Mr. Right called to tell me that he and our Nigerian friend, whom he tutors in English once a week, prayed for me this morning. I will gladly take anybody’s prayers, but there’s a sweetness to the prayers of people from far away places, whose backgrounds and life stories are vastly different from mine, and yet we share the same God who hears our prayers, regardless of our accents.
Other fun ESL moments lately:
-I taught my class all about the World Series. Which they thought was silly, since it’s not really the “world” that plays in it, just North America. How egocentric we must seem to them! Thankfully I’ve got my class fully educated on baseball, and I got to hear Go Rangers! in the most delicious array of accents.

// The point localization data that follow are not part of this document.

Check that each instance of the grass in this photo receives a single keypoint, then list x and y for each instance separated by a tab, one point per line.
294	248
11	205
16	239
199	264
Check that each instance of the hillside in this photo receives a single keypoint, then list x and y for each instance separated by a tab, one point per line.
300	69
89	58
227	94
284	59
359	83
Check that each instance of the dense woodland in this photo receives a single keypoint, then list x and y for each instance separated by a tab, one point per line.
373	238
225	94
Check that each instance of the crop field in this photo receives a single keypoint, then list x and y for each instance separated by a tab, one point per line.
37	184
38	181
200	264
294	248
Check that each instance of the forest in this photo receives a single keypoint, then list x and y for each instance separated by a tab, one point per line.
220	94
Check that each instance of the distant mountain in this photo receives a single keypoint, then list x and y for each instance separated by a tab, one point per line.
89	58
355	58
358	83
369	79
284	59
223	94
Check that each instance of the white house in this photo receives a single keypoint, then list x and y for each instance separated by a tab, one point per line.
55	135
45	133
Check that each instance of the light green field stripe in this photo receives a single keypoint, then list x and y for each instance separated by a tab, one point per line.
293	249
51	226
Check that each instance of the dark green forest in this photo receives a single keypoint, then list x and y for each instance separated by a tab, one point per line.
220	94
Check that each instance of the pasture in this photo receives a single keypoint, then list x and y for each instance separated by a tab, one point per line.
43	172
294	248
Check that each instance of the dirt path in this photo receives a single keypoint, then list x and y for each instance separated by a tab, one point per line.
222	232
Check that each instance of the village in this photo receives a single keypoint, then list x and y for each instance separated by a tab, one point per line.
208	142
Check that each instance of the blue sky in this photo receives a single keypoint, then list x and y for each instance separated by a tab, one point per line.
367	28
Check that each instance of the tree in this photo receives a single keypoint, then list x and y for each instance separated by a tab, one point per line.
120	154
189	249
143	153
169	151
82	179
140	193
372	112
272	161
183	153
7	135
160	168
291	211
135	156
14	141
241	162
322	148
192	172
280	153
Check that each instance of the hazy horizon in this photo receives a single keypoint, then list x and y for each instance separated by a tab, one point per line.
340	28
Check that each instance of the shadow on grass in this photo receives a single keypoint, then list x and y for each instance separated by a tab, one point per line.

-We have two sweet West African women who have decided that Will and I should get pregnant. Now. They lovingly told me they are praying that we would have FIVE kids (gulp) and that God would make us pregnant now. I asked them if they could kindly ask God to give us three kids instead of five, and if he could give us a little more time to enjoy the carefree newlywed life before we get pregnant… we have some trips to plan first. And my husband is in seminary. But if we make a surprise announcement anytime soon… you can blame my students.
-I showed one of those same women a picture of me holding my niece, and she happily exclaimed “Your arms look fat in that picture!” Like it was the greatest thing in the world! I saw the look of amusement horror surprise on Mr. Right’s face as I tried to remind myself that in many cultures around the world, being fat is a sign of beauty.
If you think of it, please add my sweet students to your prayer list. They face some very real challenges as they experience culture shock, children who struggle to adjust to new schools, adults who need jobs, and the ability to communicate well so they can be taken seriously in their new home.
My entire life I wanted to be an English teacher. As a little girl I played school with my poor, helpless, bossed-around younger sisters, and as a college student I wavered between majoring in English and journalism, changing my major five times as I tried to decide between a career as a teacher and joining the world of communications.